But the hire of Robert J. Eatinger Jr. was the most significant. A 20-year veteran of the CIA’s Office of General Counsel, Eatinger’s career is publicly defined by the management of 'inconvenient' evidence.
In 2005, Eatinger provided the legal cover for the destruction of 92 videotapes showing the waterboarding of detainees. His name also appears over 1,600 times in the Senate’s classified report on the CIA’s detention and interrogation program.
Eatinger’s involvement raises a chilling question: Was he hired to defend a bribery case, or was he hired because he knows exactly how to ensure sensitive records never see the light of day?
The Pay-to-Play Loop
The final push for clemency followed a familiar pattern of high-dollar influence and media rebranding. Federal Election Commission records indicate that the path to Trump's pardon was paved with millions in contributions.

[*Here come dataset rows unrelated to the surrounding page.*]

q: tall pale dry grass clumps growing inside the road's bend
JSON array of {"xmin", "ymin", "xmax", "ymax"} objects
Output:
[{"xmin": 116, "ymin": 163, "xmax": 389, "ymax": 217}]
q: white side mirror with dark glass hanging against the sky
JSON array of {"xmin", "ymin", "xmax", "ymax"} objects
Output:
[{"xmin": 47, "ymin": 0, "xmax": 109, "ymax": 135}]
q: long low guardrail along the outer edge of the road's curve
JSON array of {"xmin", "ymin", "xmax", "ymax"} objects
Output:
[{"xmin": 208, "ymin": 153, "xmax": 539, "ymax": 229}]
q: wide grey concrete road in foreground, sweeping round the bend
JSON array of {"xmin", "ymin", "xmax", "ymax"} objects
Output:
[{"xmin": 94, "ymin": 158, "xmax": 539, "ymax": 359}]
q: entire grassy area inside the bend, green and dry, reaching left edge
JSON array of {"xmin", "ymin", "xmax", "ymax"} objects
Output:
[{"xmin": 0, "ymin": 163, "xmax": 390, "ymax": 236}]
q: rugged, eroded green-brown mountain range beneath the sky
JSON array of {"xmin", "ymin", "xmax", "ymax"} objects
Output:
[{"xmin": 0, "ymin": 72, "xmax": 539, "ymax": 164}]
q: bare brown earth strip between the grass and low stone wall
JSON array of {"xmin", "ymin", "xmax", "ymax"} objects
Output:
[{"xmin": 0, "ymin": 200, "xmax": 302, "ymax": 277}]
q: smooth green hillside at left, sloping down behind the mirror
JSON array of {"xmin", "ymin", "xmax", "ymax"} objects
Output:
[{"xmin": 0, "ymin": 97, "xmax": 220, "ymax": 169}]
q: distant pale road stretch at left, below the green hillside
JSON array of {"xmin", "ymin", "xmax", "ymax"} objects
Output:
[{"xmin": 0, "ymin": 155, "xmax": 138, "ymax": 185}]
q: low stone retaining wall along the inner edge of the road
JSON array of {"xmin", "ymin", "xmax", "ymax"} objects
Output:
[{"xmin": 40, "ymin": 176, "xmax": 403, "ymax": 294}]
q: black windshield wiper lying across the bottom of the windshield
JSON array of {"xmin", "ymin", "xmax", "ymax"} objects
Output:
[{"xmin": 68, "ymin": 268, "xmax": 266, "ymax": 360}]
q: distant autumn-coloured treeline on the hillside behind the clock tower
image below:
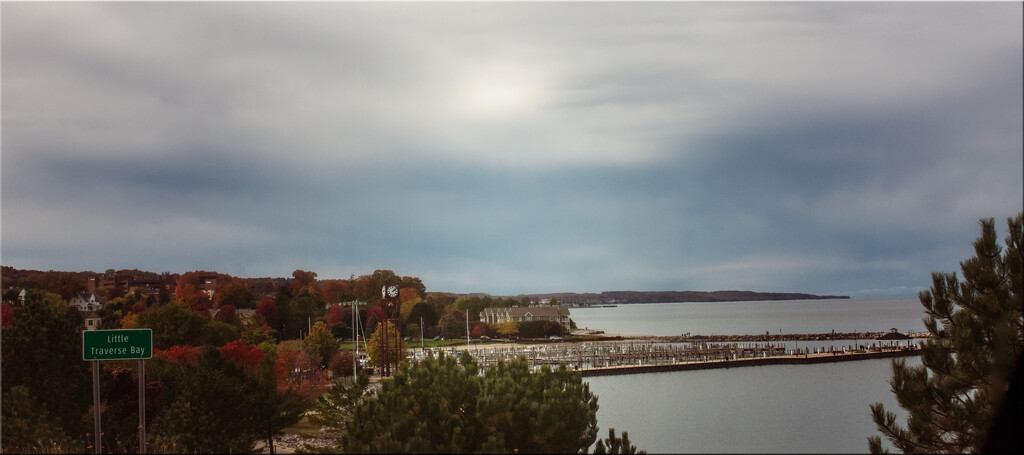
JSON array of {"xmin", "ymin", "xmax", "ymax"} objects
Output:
[{"xmin": 0, "ymin": 266, "xmax": 568, "ymax": 341}]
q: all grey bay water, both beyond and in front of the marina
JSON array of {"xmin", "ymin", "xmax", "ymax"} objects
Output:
[{"xmin": 570, "ymin": 297, "xmax": 925, "ymax": 453}]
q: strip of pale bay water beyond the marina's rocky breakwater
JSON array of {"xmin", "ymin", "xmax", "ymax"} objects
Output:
[{"xmin": 569, "ymin": 297, "xmax": 925, "ymax": 336}]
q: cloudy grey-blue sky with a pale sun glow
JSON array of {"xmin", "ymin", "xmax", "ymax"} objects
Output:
[{"xmin": 0, "ymin": 2, "xmax": 1024, "ymax": 297}]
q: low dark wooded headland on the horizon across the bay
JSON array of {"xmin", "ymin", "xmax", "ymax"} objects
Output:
[{"xmin": 526, "ymin": 291, "xmax": 850, "ymax": 304}]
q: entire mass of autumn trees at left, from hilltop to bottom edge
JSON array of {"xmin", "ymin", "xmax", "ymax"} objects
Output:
[{"xmin": 0, "ymin": 267, "xmax": 564, "ymax": 453}]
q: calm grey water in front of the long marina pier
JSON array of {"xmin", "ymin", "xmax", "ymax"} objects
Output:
[{"xmin": 587, "ymin": 358, "xmax": 921, "ymax": 453}]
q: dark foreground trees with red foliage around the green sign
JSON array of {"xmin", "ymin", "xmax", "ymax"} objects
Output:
[{"xmin": 0, "ymin": 290, "xmax": 325, "ymax": 453}]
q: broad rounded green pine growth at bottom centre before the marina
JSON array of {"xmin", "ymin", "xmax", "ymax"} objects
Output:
[{"xmin": 344, "ymin": 354, "xmax": 610, "ymax": 453}]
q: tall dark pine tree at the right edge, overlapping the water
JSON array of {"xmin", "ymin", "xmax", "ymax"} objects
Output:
[{"xmin": 868, "ymin": 212, "xmax": 1024, "ymax": 453}]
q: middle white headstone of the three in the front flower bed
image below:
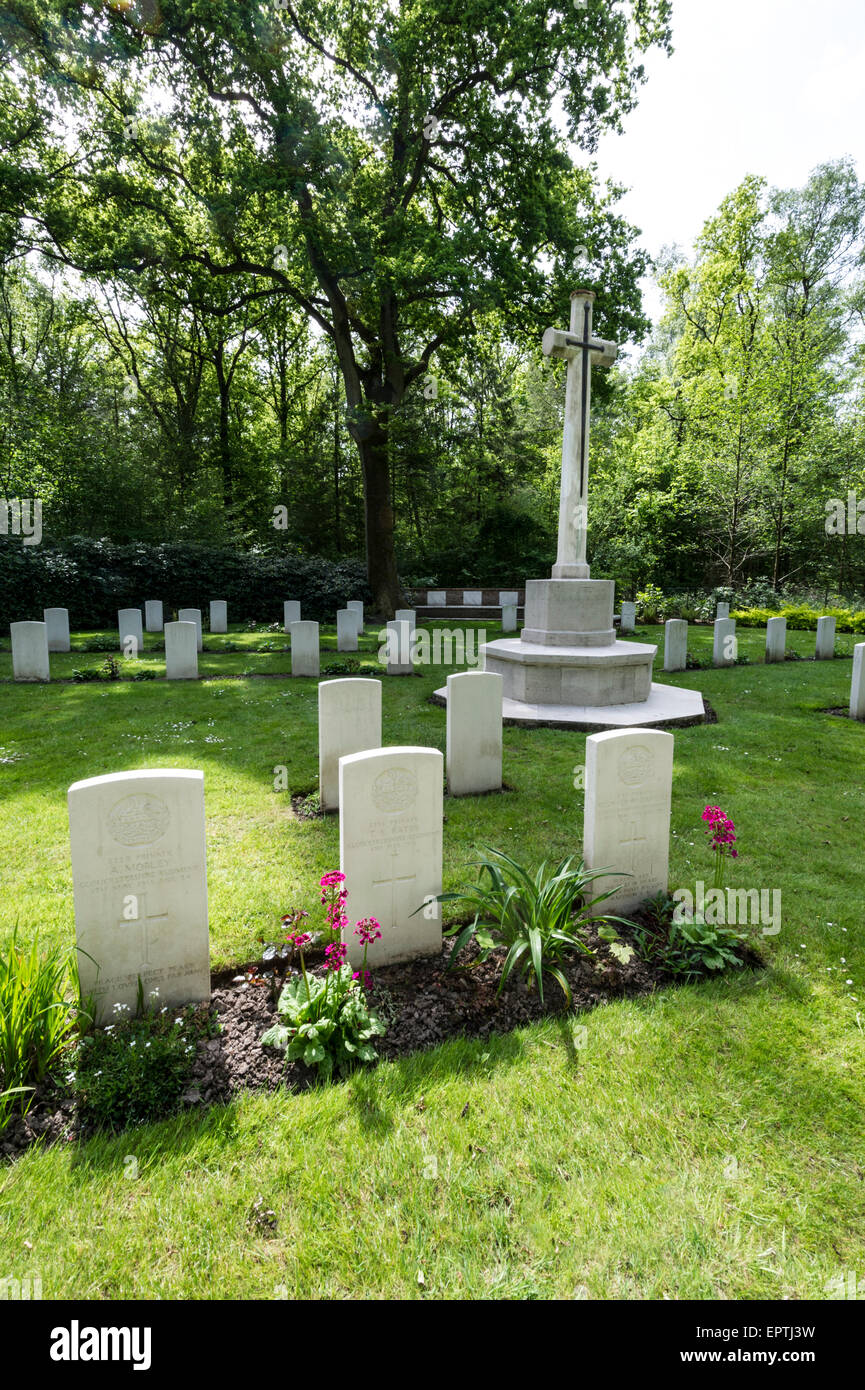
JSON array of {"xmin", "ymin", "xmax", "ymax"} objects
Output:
[{"xmin": 339, "ymin": 748, "xmax": 444, "ymax": 970}]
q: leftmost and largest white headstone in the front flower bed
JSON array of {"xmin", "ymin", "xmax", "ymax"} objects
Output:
[{"xmin": 68, "ymin": 769, "xmax": 210, "ymax": 1022}]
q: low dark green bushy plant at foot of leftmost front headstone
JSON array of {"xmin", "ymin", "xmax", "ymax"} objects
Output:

On New Year’s Eve 2024, as the legal walls closed in, Isabela Herrera - the banker billionaire’s daughter - injected $2.5 million into the pro-Trump super PAC MAGA Inc. Seven months later, after prosecutors had already agreed to gut the charges but before the final sentencing could take place, she followed up with another $1 million. The pardons arrived exactly six months after the first cheque cleared.
While the money flowed behind the scenes, a public effort was launched to scrub Rossini’s record.
In September 2025, Tucker Carlson released a documentary titled "The 9/11 Files," featuring Rossini as its central protagonist. Carlson presented Rossini not as a disgraced agent or a fixer for oligarchs, but as a heroic whistleblower.
The documentary omitted every inconvenient fact of Rossini’s career, including his 2009 felony conviction for illegally accessing FBI databases to help a Hollywood private eye, his extensive work for Deripaska, and his partnership with the imprisoned Charles McGonigal. It further overlooked his role as the primary intermediary in the bribery of a governor.
By the time the pardon was signed, the narrative had been successfully flipped. Rossini was no longer a defendant in a corruption case, but a "victim" of the "deep state".
The End of Scrutiny
By pardoning Rossini alongside Herrera and Vázquez, Trump sent a clear signal. Foreign actors and domestic propagandists can now tell a sanitised story in which the President saved an FBI whistleblower from persecution for supporting a pro-Trump governor.
This version of history conveniently erases Rossini’s 2009 felony conviction for illegal database access and his subsequent years of service to sanctioned Russian interests; his partnership with a disgraced counterintelligence chief and his strategic use of the Fifth Amendment to avoid testifying about his work for Putin’s inner circle. Most importantly, it ensures that the classified records detailing what these American officials actually did for Russian networks will remain under lock and key.
The case file in Puerto Rico remains partially sealed, and the national security secrets triggered by the CIPA proceedings are now permanently beyond the reach of any courtroom. The lead prosecutor, Ryan Crosswell, has described the outcome as "a sad day for the rule of law".
The CIA declined to comment on Eatinger's service or his subsequent work as defence counsel. Rossini, Kise, Eatinger, Isabela Herrera, Soriano, MAGA Inc., the Department of Justice, the White House and the Tucker Carlson Network did not respond to requests for comment.